Artist-Musicians, Musician-Artists

2 Abstraction as a means of communication

The shift away from the concept of the autonomy of the arts that has prevailed since the late nineteenth century and the denial of the illusionary nature of painting led to a rejection of traditional approaches and design principles and to a redefinition and reorganization of the esthetic material.

The main focus of modernist art was therefore on the basic elements (color, forms, tones, etc.) and the basic conditions (manner and place of presentation) of artistic production. The ensuing critical analysis of the limitations of established disciplines (painting, music, theater), but also new visual media (photographs and films) as well as the interest in universalism and synesthesia reinforced the trend toward interdisciplinary activity. In striving for a disengagement from the means and a disassociation from the object, the fine artists of the early twentieth century were seeking a new terminology of painting. They chose terms often drawn from music that they adjudicated per se as abstract in character. Thus, visual works at this time were frequently called composition, symphony, improvisation, or rhythm.

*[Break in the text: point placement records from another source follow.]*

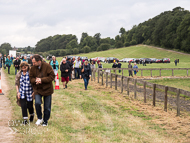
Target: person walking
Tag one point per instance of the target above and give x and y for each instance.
(135, 68)
(55, 66)
(25, 92)
(71, 68)
(130, 69)
(175, 62)
(86, 73)
(30, 61)
(17, 64)
(65, 71)
(77, 67)
(41, 77)
(1, 61)
(4, 61)
(73, 71)
(8, 63)
(119, 66)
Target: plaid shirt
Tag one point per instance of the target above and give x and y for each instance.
(25, 87)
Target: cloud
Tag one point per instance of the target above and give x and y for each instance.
(24, 22)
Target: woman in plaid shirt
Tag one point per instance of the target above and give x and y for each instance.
(25, 91)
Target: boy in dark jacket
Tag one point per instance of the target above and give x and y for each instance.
(65, 71)
(16, 64)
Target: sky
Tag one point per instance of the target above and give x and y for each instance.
(25, 22)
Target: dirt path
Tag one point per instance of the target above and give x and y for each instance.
(6, 135)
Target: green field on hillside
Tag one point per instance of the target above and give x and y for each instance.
(141, 51)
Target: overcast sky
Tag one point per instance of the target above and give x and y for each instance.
(25, 22)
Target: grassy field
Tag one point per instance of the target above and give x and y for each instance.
(105, 115)
(93, 116)
(142, 51)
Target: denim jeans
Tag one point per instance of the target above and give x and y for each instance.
(47, 107)
(77, 73)
(86, 82)
(16, 69)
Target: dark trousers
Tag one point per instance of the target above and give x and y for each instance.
(86, 82)
(47, 107)
(77, 73)
(26, 105)
(16, 69)
(130, 73)
(9, 69)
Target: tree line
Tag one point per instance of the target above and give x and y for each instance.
(170, 29)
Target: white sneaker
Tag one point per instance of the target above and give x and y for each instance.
(39, 121)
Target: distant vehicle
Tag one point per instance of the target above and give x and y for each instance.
(166, 60)
(159, 61)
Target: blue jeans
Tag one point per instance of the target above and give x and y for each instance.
(77, 73)
(16, 69)
(47, 107)
(86, 82)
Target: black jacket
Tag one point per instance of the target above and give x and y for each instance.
(119, 65)
(87, 71)
(70, 65)
(17, 62)
(114, 65)
(30, 62)
(64, 67)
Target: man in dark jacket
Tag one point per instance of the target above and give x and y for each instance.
(41, 77)
(65, 71)
(17, 64)
(119, 66)
(71, 67)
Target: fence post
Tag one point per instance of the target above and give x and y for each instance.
(135, 91)
(178, 104)
(144, 91)
(127, 86)
(115, 81)
(102, 78)
(172, 72)
(122, 84)
(106, 79)
(98, 75)
(187, 72)
(154, 94)
(111, 80)
(166, 99)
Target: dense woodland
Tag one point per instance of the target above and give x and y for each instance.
(170, 29)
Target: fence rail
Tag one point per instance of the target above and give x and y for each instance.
(110, 76)
(150, 69)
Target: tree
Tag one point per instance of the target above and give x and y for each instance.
(75, 51)
(86, 49)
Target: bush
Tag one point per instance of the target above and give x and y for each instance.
(99, 48)
(86, 49)
(127, 44)
(133, 42)
(118, 44)
(105, 46)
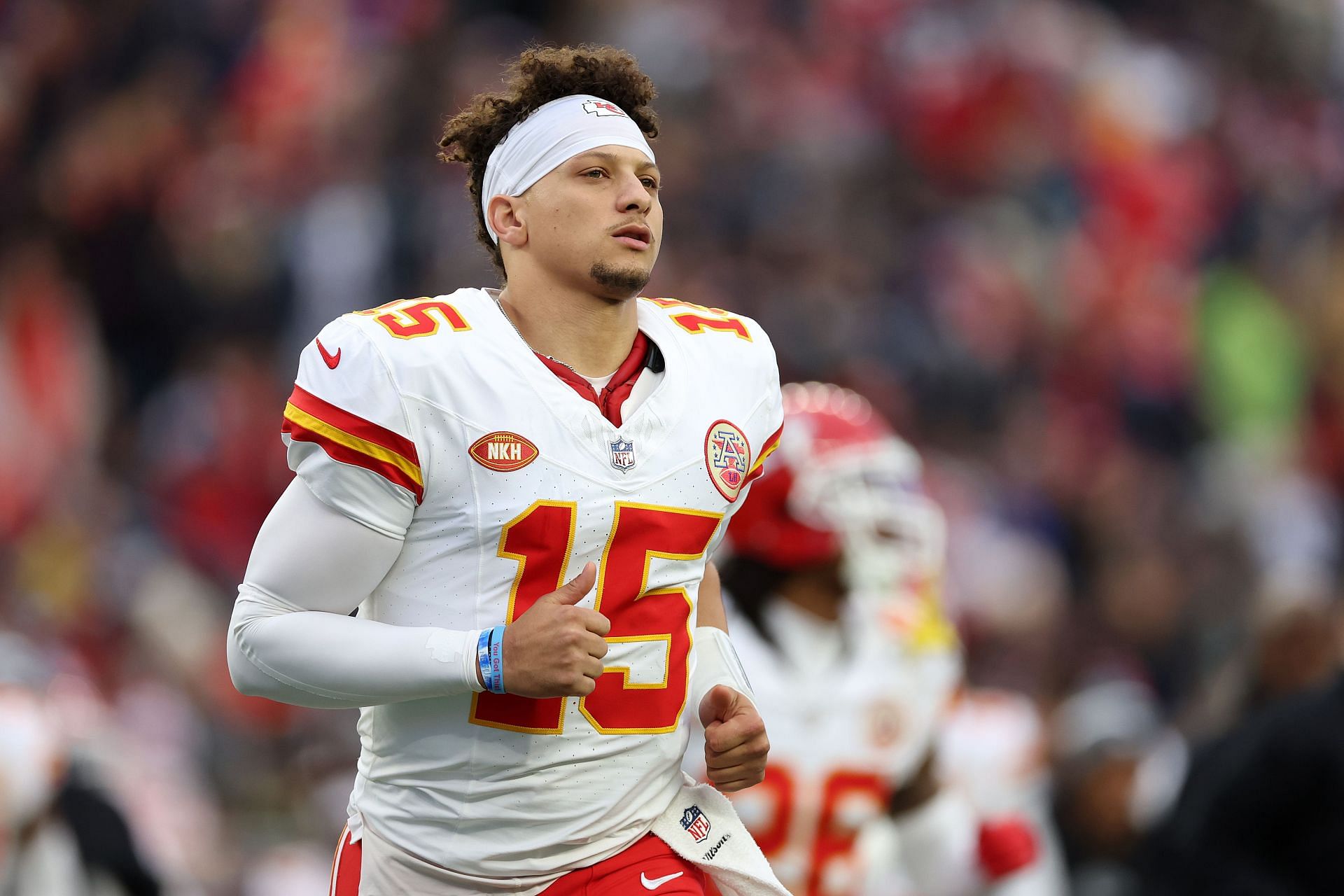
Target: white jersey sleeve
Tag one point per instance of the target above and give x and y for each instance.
(349, 434)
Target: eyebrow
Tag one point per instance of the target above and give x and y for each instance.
(610, 158)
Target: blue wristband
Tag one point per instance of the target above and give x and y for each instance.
(496, 680)
(483, 656)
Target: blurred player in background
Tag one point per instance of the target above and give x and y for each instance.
(59, 833)
(470, 468)
(834, 598)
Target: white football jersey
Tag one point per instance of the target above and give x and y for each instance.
(432, 419)
(853, 710)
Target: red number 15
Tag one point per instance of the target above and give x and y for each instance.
(540, 540)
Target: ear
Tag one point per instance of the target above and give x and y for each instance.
(505, 214)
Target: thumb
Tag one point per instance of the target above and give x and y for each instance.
(575, 589)
(718, 704)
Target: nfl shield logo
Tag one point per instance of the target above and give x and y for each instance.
(695, 824)
(622, 454)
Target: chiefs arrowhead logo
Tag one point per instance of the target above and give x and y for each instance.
(332, 360)
(503, 451)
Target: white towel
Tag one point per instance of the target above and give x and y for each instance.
(702, 827)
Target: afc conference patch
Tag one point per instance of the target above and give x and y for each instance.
(727, 457)
(695, 824)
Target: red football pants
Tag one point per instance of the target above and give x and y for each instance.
(647, 865)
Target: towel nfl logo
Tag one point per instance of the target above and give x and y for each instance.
(695, 824)
(622, 454)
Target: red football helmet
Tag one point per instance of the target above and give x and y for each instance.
(841, 485)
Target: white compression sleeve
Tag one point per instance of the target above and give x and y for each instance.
(717, 664)
(292, 640)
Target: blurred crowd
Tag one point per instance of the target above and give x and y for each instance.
(1089, 255)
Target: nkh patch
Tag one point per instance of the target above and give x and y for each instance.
(727, 457)
(695, 824)
(622, 454)
(503, 451)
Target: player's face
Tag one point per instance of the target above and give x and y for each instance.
(597, 222)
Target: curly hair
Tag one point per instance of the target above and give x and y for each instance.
(536, 78)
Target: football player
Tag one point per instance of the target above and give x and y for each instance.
(834, 603)
(518, 491)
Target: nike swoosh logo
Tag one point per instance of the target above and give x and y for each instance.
(654, 883)
(332, 360)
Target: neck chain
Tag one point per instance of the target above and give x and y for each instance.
(500, 305)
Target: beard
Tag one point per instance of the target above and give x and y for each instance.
(626, 281)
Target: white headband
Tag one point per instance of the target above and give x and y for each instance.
(552, 136)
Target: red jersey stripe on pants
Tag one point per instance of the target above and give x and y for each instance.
(346, 865)
(647, 867)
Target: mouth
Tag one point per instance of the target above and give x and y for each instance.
(635, 237)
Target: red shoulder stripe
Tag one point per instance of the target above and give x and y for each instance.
(356, 426)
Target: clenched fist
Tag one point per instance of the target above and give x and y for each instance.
(555, 649)
(736, 746)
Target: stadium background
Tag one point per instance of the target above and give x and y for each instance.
(1088, 257)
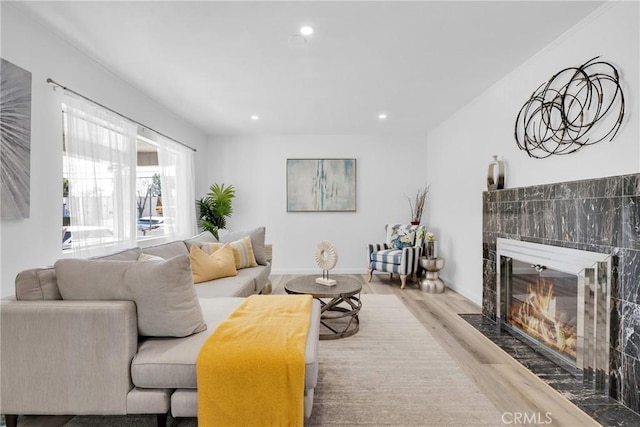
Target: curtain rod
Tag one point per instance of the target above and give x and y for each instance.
(52, 82)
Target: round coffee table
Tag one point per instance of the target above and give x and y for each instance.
(340, 313)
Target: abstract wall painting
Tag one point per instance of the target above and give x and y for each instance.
(321, 185)
(15, 140)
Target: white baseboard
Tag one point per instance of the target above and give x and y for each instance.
(282, 271)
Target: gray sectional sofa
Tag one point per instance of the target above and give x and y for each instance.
(64, 353)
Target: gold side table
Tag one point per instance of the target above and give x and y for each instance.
(431, 282)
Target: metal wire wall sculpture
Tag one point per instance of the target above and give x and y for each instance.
(578, 106)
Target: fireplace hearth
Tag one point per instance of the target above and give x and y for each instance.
(599, 215)
(557, 300)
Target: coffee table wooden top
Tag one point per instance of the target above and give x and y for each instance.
(346, 286)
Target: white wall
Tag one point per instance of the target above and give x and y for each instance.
(387, 169)
(37, 241)
(460, 149)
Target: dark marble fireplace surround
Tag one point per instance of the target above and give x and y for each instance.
(600, 215)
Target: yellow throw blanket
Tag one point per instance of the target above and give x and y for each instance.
(251, 371)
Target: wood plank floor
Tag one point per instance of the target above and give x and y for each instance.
(506, 383)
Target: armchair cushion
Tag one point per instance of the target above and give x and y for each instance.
(402, 238)
(389, 256)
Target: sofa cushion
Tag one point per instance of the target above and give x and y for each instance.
(212, 266)
(167, 250)
(242, 252)
(131, 254)
(204, 237)
(42, 284)
(166, 302)
(37, 284)
(241, 285)
(163, 363)
(257, 236)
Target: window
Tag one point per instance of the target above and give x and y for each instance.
(116, 182)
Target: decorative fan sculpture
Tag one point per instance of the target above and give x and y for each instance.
(326, 258)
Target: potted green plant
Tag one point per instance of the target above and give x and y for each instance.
(418, 205)
(216, 207)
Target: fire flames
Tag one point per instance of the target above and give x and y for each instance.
(536, 315)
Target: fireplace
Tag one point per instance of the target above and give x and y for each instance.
(558, 300)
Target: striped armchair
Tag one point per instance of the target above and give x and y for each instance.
(401, 252)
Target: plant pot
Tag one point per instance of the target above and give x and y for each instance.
(431, 251)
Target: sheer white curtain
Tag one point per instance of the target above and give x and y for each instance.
(178, 193)
(99, 162)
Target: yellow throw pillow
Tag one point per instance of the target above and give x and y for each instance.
(242, 252)
(205, 267)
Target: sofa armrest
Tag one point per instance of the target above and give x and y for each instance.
(268, 249)
(66, 357)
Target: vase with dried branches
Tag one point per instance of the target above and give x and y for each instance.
(417, 205)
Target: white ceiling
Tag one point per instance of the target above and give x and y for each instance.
(218, 63)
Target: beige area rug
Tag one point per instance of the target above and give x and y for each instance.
(394, 373)
(391, 373)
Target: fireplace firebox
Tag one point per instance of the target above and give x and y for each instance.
(558, 300)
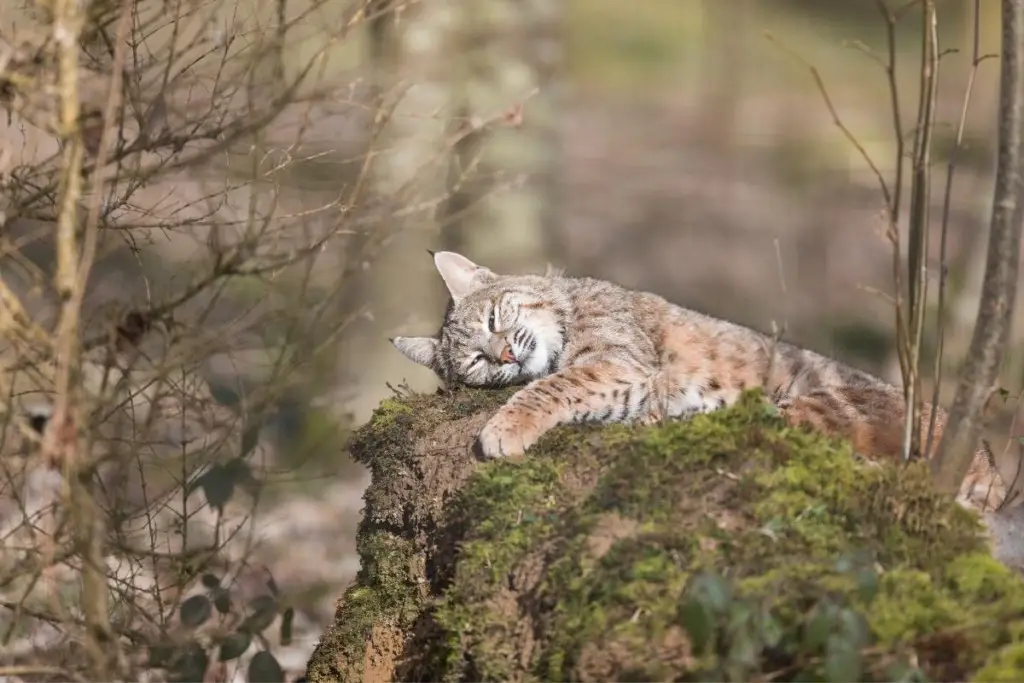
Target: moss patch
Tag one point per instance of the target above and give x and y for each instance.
(729, 547)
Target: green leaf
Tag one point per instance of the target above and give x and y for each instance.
(286, 626)
(264, 669)
(844, 564)
(867, 584)
(818, 628)
(743, 651)
(843, 660)
(235, 645)
(714, 590)
(771, 630)
(699, 624)
(853, 627)
(188, 665)
(195, 610)
(262, 611)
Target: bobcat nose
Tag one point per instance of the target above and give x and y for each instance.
(507, 354)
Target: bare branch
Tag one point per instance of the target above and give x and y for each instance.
(998, 293)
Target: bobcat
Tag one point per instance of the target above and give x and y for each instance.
(589, 350)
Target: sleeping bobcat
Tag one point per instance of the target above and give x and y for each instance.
(589, 350)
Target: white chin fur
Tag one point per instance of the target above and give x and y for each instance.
(537, 363)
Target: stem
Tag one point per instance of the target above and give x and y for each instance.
(998, 290)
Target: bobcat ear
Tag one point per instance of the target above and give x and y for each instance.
(461, 274)
(418, 349)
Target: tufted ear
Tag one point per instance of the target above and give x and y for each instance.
(460, 274)
(418, 349)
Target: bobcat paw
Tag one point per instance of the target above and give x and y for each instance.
(499, 440)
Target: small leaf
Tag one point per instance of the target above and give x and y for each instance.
(195, 610)
(264, 669)
(235, 645)
(250, 438)
(843, 660)
(867, 584)
(714, 590)
(222, 601)
(218, 485)
(262, 611)
(771, 630)
(188, 665)
(699, 624)
(743, 651)
(286, 626)
(854, 628)
(844, 564)
(817, 630)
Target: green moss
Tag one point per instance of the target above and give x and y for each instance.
(727, 547)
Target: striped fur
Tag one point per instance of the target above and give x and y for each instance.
(589, 350)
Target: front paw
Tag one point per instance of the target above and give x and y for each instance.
(500, 439)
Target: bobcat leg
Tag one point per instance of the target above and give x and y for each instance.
(594, 392)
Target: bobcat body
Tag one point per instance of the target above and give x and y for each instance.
(589, 350)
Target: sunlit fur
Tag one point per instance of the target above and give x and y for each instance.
(589, 350)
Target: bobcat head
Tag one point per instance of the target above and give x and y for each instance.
(498, 331)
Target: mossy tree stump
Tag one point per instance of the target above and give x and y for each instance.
(729, 547)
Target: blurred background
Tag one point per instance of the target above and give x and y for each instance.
(680, 146)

Such attempts to extend the boundaries on a conceptual level also have their roots in an actual dual activity, as practiced, for example, by Paul Klee. He earned his living until 1906 as a violinist for the Berne Music Society, but eventually decided to concentrate solely on a career as a fine artist. His painting was by no means unaffected by music — on the contrary: principles of musical form provided the background for Klee’s visual composition and for his pedagogical and theoretical writings. The shapes and structures formed by the superimposition and transfusion of different color surfaces in some of his pictures, such as Polyphon gefasstes Weiss (White Framed Polyphonically; 1930), reflect Klee’s conception of the segmented, composed surface as a multi-voiced, polyphonic form. As a musician-artist, he also to some extent transferred theme development, variation, and even fugue like procedures, as in Fuge in Rot (Fugue in Red; 1921), from musical to pictorial composition.

Close links between music and visual arts are not only to be observed in the works of musicians/artists trained in several disciplines. An interest in the respective other art form undoubtedly went hand in hand with the explicitly interdisciplinary questions that became increasingly frequent, in particular in the context of the emergence of abstraction in painting and later in film.

Wassily Kandinsky, fascinated by the phenomenon of synesthesia and universalistic ideas based in theosophy had close contacts with the prominent representative of musical abstraction, the twelve-tone composer Arnold Schoenberg. Kandinsky recognized a strong affinity between Schoenberg’s music and his abstract ambitions in painting.[2] The painting Impression III (Concert) (1911) was created under the direct influence of one of Schoenberg’s concerts, during which his Second String Quartet op. 10 (1907/1908) was performed. Vice versa, Schoenberg produced a broad oeuvre of paintings, some of which were shown in the first Blaue Reiter exhibition in December 1911 and of which the series Eindrücke und Fantasien (Impressions and Fantasies), in particular, shows an affinity to abstraction.[3]

The dadaist and founder of constructivist film, Hans Richter, was inspired to abstract composition by the composer Ferruccio Busoni, who recommended that he study counterpoint. Musical counterpoint inspired him in his graphic, painterly, and later filmic production — e.g., in his Rhythmus (Rhythm) films — which sought to realize the dynamic clash of dark and light areas as a visual counterpoint.[4]